Colonial Cuisine

Recreating the Cuisine of the first Jews in America
Tina Wasserman

If you think it's hard to find good produce in the markets today, how do you think you would have fared had you been one of the twenty-three Jewish refugees who arrived in New Amsterdam from Brazil in 1654?

Imagine your group landing, penniless, in the harbor of New Amsterdam (pirates looted your ship enroute). Governor Peter Stuyvesant confiscates your few remaining possessions to pay the ship's captain, who claims that he is owed money for his services. Stuyvesant also writes to the Dutch West India Company requesting permission to expel you and the others because, he claims, your indigence would be a burden to the community. Influential Jews in Holland intercede with the Dutch West India Company, petitioning that your group be accorded sanctuary and the same full rights Jews enjoy in Holland. You prevail and Stuyvesant is forced to grant you permission to stay, but he imposes unlawful taxes and restrictions on your ability to work. A fellow refugee, Asser Levy, files and wins a lawsuit against Stuyvesant for refusing to issue Jews trade permits. In 1661 he receives his butcher's license and becomes the first Jewish tradesman in the colonies.

On the culinary front, as well, you demonstrate persistence and inventiveness, melding ingredients brought from Europe, the Caribbean, and Africa (such as apples, wheat, barley, oats, and rye) with indigenous foods (corn, squash, sweet potatoes, and pumpkins) introduced to you by Native Americans. You mill flour from wheat and rye to produce pies and pastries filled with wild strawberries, blackberries, and cranberries, sweetening these treats with native honey and maple sugar. You import cinnamon, nutmeg, and cloves from Holland, as well as sugar, molasses, cocoa, vanilla, and rum from Brazil and the Caribbean. African slaves introduce you to beans, peppers, and coconut milk.

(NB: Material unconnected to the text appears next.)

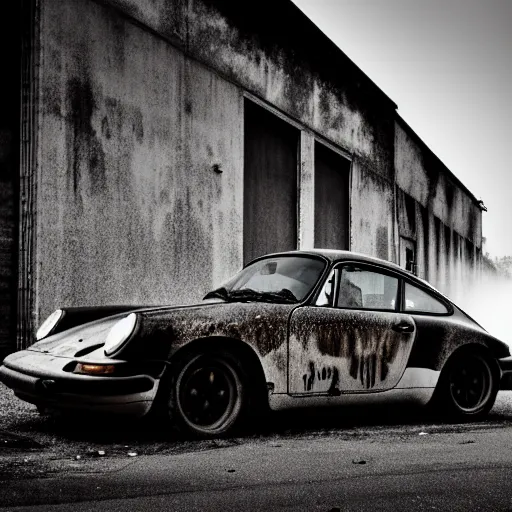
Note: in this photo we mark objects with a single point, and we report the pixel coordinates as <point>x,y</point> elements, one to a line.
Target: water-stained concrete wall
<point>447,225</point>
<point>140,191</point>
<point>272,50</point>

Like most colonists, you produce all the foods you eat. As there is no refrigeration, fish and meats are preserved by smoking or salting. Your community introduces a third technique--pickling--a process which enables you to prepare foods in advance of the Sabbath and, in the new land, prevents starvation whenever fresh food is scarce.

We can celebrate the arrival of those first twenty-three Jewish immigrants to America's shores by enjoying recipes with ingredients familiar to our colonial forebears. And let us all eat in good health!